De leden van de fractie van de SP vragen waarom ook nu weer gekozen wordt voor de constructie om bij AMvB of bij ministeriële regeling invulling te geven aan subsidieverstrekking. De leden van de SP-fractie vragen dan ook waarom zaken als bijvoorbeeld subsidieplafond en de criteria voor verstrekking van subsidies niet gewoon binnen een wet geregeld kunnen worden. De eerdergenoemde leden zijn dan ook van mening dat het ook mogelijk moet kunnen zijn om de hoogte van de te verstrekken bedragen te bediscussiëren en waar nodig bij te stellen. Kan er een toelichting gegeven worden op welke wijze dit alsnog mogelijk is wanneer er gekozen wordt voor een AMvB of ministeriële regeling?

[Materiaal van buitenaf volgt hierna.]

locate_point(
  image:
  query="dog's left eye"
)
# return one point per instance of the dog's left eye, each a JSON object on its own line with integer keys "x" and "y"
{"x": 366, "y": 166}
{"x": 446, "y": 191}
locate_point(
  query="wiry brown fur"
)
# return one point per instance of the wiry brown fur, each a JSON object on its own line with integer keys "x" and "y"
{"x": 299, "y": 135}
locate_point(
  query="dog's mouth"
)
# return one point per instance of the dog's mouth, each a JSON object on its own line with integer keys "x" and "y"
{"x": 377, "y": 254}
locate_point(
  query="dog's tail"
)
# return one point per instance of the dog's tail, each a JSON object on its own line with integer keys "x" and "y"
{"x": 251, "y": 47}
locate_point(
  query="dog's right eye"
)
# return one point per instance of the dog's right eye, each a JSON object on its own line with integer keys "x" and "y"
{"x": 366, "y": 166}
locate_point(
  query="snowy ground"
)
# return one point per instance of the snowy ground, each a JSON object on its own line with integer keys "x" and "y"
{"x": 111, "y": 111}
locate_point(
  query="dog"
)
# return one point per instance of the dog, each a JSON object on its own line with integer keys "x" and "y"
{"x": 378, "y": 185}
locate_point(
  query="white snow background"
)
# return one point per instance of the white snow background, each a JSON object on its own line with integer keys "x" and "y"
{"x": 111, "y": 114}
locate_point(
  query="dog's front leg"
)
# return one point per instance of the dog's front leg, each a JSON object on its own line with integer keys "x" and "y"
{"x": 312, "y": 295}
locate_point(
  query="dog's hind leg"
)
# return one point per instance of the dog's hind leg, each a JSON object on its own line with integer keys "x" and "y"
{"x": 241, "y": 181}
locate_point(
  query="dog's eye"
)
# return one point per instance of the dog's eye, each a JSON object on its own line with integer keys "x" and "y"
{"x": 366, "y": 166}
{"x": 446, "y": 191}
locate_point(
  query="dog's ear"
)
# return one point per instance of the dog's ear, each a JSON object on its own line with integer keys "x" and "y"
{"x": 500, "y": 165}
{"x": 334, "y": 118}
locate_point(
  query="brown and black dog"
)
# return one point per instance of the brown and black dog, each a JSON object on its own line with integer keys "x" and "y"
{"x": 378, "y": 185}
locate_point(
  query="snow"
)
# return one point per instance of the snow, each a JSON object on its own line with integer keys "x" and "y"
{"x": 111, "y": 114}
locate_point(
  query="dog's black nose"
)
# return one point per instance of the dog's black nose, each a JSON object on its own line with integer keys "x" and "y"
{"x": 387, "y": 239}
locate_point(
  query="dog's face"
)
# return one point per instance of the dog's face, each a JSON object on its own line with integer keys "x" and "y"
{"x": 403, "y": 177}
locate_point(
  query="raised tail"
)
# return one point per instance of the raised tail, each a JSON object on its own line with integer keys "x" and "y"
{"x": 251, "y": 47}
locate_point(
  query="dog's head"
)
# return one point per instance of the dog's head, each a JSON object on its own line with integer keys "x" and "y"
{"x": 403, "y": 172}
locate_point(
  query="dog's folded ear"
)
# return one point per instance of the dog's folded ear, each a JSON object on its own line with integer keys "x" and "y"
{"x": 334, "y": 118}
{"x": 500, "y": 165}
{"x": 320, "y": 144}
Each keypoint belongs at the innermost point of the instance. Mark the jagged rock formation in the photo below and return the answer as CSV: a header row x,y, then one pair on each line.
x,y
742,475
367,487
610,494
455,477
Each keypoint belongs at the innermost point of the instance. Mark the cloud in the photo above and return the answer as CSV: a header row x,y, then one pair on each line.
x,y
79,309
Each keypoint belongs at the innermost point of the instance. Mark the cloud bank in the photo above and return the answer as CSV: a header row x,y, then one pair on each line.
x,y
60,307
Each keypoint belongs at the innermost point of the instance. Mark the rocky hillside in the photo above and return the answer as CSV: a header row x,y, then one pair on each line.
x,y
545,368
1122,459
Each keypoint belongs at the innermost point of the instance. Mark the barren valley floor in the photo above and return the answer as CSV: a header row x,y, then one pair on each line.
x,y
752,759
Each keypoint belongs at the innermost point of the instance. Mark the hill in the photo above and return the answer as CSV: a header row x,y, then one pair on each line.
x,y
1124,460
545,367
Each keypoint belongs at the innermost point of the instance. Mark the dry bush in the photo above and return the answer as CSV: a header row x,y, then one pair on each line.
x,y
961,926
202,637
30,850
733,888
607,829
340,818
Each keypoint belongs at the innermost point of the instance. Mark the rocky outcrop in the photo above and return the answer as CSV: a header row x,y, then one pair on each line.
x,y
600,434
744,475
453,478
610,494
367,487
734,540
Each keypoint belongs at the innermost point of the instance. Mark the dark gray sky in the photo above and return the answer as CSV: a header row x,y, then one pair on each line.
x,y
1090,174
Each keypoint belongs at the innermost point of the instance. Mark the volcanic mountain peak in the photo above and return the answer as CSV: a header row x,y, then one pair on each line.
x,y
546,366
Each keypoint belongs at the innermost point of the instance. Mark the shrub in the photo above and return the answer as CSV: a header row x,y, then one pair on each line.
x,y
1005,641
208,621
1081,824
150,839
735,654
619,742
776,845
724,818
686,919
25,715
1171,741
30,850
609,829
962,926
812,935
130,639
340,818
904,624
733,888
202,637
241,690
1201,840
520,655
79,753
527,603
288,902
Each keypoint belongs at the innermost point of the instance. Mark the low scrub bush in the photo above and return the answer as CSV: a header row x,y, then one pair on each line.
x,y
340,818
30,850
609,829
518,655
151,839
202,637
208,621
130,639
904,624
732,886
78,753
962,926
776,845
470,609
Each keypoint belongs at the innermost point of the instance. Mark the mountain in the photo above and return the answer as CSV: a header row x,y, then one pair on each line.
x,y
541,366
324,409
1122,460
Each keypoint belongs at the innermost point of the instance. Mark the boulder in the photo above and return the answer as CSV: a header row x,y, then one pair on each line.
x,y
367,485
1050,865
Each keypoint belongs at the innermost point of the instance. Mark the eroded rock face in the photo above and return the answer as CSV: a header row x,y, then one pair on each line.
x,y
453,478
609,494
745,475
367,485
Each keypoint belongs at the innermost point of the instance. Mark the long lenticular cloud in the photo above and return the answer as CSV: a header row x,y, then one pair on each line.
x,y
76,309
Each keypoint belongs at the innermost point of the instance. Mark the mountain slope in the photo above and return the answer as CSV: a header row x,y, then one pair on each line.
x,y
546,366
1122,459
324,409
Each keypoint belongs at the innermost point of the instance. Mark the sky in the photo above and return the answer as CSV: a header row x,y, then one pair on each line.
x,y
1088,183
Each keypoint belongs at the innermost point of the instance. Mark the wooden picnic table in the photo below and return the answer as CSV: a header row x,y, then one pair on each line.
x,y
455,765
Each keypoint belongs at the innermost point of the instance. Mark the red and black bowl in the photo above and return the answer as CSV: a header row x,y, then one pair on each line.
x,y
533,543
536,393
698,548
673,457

In de kaderwetten worden de hoofdlijnen van subsidieverstrekking geregeld. Zo wordt aangegeven voor activiteiten op welke beleidsterreinen subsidie verstrekt kan worden. Bij AMvB of bij ministeriële regeling worden bepaalde aspecten van die bevoegdheid uitgewerkt, zoals aan wie, waarvoor en voor welk bedrag subsidie wordt verstrekt en welke verplichtingen daarbij gelden. Deze systematiek sluit aan bij de reeds bestaande kaderwet van V en W, de Wet overige BZK-subsidies en de kaderwetten van andere departementen.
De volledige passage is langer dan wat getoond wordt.